The firefighters bill, SB 1373a, passed the Senate last week on a 28-7 vote. The garnishment bill, HB 510, passed the House Feb. 26 on a 65-2 vote.
One of the two “no” votes came from North Idaho Rep. Shannon McMillan, R-Silverton, who later asked the House to convene an ethics investigation into her vote, because she failed to reveal a conflict of interest as required by House rules. McMillan faces numerous court judgments, including at least one in which garnishment of her legislative wages was blocked by the special exemption.
HB 514, the earlier bill to remove Idaho lawmakers’ exemption from the requirement to get a concealed weapon permit in order to carry a concealed gun, passed the House on a 62-7 vote on Feb. 27. It died on a 6-2 vote in McKenzie’s committee after a hearing; McKenzie was among those opposing it.
He said he thought gun rights in general should be broadened, not narrowed.
The House passed the bill after the special exemption made news last year when former Rep. Mark Patterson, R-Boise, had his concealed weapon permit revoked by the county sheriff for not revealing an attempted rape conviction from the 1970s.
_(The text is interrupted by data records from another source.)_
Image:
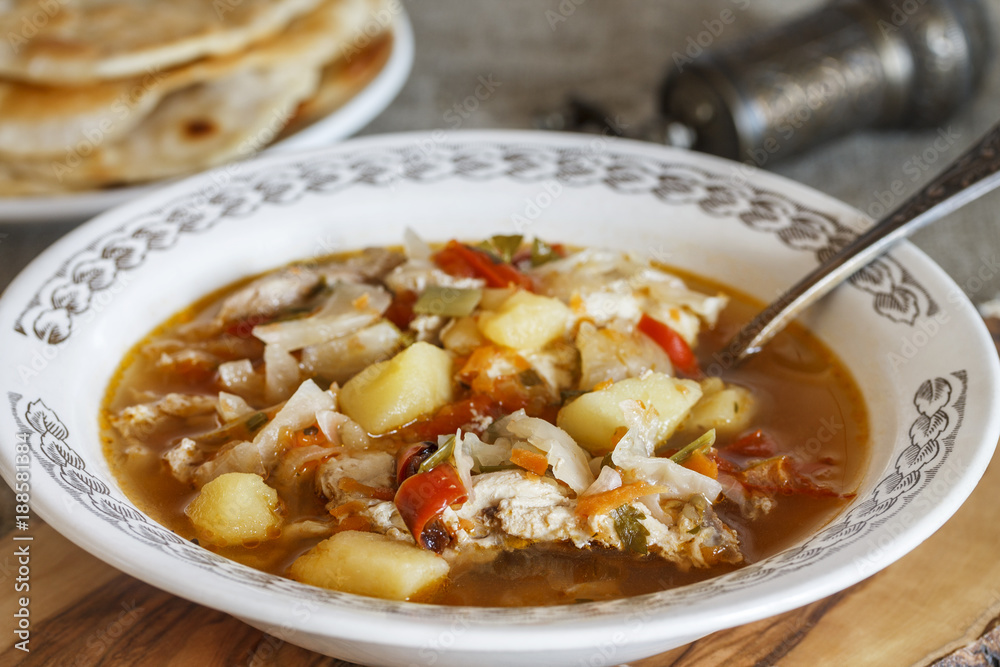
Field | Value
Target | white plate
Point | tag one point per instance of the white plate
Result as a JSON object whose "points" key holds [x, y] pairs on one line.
{"points": [[917, 347], [340, 124]]}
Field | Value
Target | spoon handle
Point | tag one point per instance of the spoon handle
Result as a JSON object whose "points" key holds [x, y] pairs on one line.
{"points": [[969, 177]]}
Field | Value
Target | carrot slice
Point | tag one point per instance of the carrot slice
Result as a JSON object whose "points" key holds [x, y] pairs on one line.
{"points": [[700, 463], [605, 501], [530, 461]]}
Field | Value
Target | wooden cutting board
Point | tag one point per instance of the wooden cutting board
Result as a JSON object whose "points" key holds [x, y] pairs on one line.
{"points": [[936, 600]]}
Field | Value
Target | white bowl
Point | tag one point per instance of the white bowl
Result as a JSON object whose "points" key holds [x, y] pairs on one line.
{"points": [[916, 346]]}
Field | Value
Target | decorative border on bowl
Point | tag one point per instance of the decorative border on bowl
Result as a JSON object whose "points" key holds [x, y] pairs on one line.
{"points": [[940, 406], [69, 293]]}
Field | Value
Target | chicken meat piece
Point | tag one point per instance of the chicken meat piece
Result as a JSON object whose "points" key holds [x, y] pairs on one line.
{"points": [[270, 295]]}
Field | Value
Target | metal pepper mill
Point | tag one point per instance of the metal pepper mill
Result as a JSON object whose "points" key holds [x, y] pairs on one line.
{"points": [[853, 64]]}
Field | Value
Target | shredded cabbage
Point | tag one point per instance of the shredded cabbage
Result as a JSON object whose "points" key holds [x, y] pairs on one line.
{"points": [[570, 463], [634, 454]]}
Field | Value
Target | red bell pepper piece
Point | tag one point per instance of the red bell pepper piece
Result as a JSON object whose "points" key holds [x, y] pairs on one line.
{"points": [[677, 349], [424, 496], [458, 259]]}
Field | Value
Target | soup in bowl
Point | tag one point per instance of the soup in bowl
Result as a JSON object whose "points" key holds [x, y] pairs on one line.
{"points": [[832, 456]]}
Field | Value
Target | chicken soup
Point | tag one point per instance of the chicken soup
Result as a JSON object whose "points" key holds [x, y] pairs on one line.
{"points": [[492, 424]]}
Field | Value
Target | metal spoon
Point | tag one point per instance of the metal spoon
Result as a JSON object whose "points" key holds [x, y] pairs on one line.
{"points": [[969, 177]]}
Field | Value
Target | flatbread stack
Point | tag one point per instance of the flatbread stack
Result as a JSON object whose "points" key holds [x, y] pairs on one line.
{"points": [[101, 93]]}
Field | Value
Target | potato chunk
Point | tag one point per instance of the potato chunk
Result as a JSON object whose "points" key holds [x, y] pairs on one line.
{"points": [[593, 418], [526, 321], [235, 508], [388, 394], [370, 564]]}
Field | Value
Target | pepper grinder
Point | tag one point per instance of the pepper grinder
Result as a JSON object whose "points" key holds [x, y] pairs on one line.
{"points": [[853, 64]]}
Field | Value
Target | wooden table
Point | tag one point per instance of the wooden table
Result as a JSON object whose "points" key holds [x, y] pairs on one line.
{"points": [[919, 611]]}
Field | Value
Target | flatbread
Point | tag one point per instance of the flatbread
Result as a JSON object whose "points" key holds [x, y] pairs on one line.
{"points": [[341, 80], [49, 122], [250, 100], [195, 128], [76, 41]]}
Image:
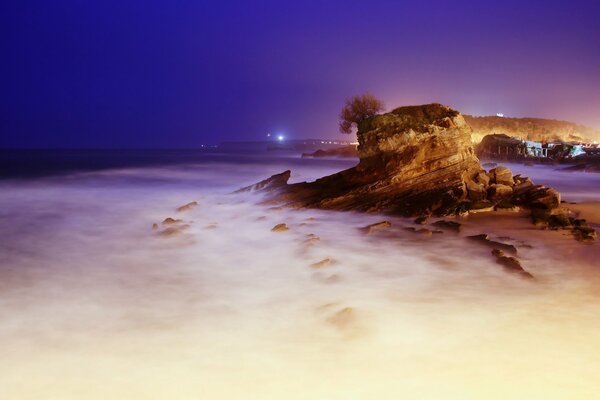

However, as long as he remained a legislator, Patterson was able to continue carrying a concealed gun without a permit anyway.
“I feel like we should expand the ability of citizens to carry, rather than shortening that list,” McKenzie said.
Morse called the demise of his wage-garnishment bill “an attempt to thwart reform.” The exemption has been on the books in Idaho since 1939.
“I think there’s overwhelming support for changes, among the voters, to revoke privileges that politicians have granted themselves,” Morse said. “We can make these changes readily at the state level, if individuals like Sen. McKenzie don’t block it.”